Hingga saat ini, standar baku mutu udara ambien (BMUA) di Indonesia tercatat 55 mikrogram per kubik untuk harian dan 15 mikrogram per kubik untuk tahunan. Angka ini tiga kali lebih rendah dari standar Organisasi Kesehatan Dunia (WHO), yaitu maksimal 15 mikrogram per kubik untuk harian dan 5 mikrogram per kubik untuk tahunan.
Koalisi Inisiatif Bersihkan Udara Kota dan Semesta (Ibukota) menyebutkan, kualitas udara Jakarta kian memburuk sejak kemenangan gugatan CLS Udara tahun lalu. Data dalam satu tahun terakhir menunjukkan hanya ada satu bulan kualitas udara di DKI Jakarta mengalami perbaikan, yaitu nilai PM 2,5 pada Desember 2021. Polutan utama penyebab pencemaran udara menurun akibat musim hujan.

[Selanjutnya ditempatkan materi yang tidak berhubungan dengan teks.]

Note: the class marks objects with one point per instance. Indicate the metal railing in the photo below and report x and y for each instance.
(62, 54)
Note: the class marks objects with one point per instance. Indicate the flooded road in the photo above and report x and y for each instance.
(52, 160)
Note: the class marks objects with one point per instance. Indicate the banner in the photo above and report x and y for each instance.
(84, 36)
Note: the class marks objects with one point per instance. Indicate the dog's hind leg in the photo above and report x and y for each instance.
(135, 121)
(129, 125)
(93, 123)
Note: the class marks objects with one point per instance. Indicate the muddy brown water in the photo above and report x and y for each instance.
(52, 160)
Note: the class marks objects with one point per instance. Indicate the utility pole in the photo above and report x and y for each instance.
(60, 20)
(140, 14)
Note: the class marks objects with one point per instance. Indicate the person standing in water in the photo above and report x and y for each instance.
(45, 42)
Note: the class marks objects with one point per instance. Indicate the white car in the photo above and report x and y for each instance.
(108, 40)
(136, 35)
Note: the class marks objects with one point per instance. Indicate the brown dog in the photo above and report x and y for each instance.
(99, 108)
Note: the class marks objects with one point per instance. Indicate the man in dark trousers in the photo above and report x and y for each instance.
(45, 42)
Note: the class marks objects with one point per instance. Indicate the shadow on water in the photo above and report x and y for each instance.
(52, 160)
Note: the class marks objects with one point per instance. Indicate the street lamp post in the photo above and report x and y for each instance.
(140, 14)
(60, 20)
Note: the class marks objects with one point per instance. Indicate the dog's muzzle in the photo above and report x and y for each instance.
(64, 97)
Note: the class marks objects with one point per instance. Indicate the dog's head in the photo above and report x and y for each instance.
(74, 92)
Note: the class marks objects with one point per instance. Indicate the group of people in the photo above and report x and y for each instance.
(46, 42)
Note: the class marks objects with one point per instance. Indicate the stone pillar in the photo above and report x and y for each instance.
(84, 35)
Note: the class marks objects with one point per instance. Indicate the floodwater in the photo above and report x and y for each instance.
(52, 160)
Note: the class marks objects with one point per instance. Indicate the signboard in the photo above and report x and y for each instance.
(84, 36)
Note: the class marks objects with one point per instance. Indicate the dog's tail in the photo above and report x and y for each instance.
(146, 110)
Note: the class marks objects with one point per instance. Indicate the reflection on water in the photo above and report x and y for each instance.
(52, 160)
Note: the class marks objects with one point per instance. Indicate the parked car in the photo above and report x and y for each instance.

Namun, saat musim kemarau pada Juni-Juli 2022, data menunjukkan nilai PM 2,5 melonjak. Dari lima wilayah di Jakarta Pusat, Jakarta Timur, Jakarta Barat, Jakarta Selatan, dan Jakarta Utara, tak ada satu pun yang menunjukkan nilai rata-rata tahunan PM 2,5 sesuai rekomendasi WHO sebesar 5 μg/m per tahun. Kelima wilayah itu melampaui rekomendasi WHO hingga 7,2 kali lipat sehingga menempatkan Jakarta di posisi 1 kota terpolusi.
Tak berlebihan jika warga seperti Khaerul berharap pemerintah bisa menghadirkan kebijakan yang mendukung udara bersih. Di antaranya dalam hal penggunaan dan penataan transportasi publik yang lebih ramah lingkungan.